At one time or another, especially if you live in Detroit (or anywhere in southern California), you will have your car stolen. It happened to me twice in five weeks when I lived in a gorgeous river-front apartment in downtown Detroit during the early 1990's. Both times, the car was never recovered, and naturally my pocketbook suffered. Not only did I have to replace both vehicles and their contents, but my insurance sky-rocketed. Since the 1990's, auto theft has declined sharply, due in part to harsher penalties for the crime, and better technology, like vehicle tracking devices such as OnStar and LoJack.

But are technologies like LoJack, which typically draw their operating energy from a car's battery and electrical system, viable for use with electric and hybrid vehicles? Up until last week, the answer would have been a straightforward "no." Any accessory or device that isn't self-powered is likely to be overlooked by drivers of EVs and hybrids, because battery power is so crucial. But last week LoJack announced they would be releasing a self-powered version of their legendary anti-theft and tracking system as early as the first quarter of next year, specifically for the drivers of electric and hybrid vehicles. While this particular part of the vehicle market is relatively small right now, it's growing by leaps and bounds — just consider how many more Toyota Priuses you've seen on the road compared to just three years ago. Consider too that President Obama has called for a million EVs and hybrids to be in circulation right here in the States over the next five years, and suddenly what seemed like a niche market — accessories designed not to be a draw on the batteries of EVs — becomes a bigger chunk of the mainstream.

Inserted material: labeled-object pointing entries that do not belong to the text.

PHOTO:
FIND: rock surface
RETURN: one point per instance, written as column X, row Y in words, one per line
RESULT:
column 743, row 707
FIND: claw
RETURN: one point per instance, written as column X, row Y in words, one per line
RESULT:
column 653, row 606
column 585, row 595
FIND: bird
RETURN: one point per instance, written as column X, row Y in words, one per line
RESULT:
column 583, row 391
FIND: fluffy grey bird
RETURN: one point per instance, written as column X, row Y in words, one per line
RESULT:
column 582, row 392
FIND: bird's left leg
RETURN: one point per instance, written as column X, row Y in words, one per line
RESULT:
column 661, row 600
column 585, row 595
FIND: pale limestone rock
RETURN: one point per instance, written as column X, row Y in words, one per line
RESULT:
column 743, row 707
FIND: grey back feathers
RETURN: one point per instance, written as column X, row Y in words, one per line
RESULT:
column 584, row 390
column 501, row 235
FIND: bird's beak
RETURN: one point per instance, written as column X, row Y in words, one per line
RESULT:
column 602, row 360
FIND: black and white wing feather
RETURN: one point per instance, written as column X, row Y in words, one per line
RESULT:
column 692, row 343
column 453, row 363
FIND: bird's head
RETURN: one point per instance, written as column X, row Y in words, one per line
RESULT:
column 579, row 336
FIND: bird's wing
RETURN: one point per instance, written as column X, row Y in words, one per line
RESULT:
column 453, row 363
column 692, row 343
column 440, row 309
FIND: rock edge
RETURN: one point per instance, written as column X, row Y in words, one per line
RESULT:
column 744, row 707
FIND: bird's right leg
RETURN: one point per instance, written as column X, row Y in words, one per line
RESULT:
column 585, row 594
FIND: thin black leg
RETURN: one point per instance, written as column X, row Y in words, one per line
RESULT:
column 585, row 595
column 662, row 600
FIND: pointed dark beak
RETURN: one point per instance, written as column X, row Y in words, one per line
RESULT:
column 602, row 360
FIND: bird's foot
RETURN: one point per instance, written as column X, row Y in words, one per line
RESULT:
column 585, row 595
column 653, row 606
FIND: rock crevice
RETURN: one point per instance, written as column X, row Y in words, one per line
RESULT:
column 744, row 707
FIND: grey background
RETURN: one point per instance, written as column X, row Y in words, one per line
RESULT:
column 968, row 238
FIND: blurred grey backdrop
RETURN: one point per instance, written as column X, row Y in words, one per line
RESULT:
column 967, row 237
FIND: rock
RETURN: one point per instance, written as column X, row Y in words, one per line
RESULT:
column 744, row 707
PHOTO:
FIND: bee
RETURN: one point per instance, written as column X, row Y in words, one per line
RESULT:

 “As we looked to the future of the automotive market ... it was clear that there was a need for a new generation of aftermarket products that are self-powered and optimized for newer vehicles,” said Ronald V. Waters, LoJack Corporation’s President and Chief Executive Officer. “As we continue to diversify our business, the new power management protocol will have beneficial applications in future versions of all LoJack products.”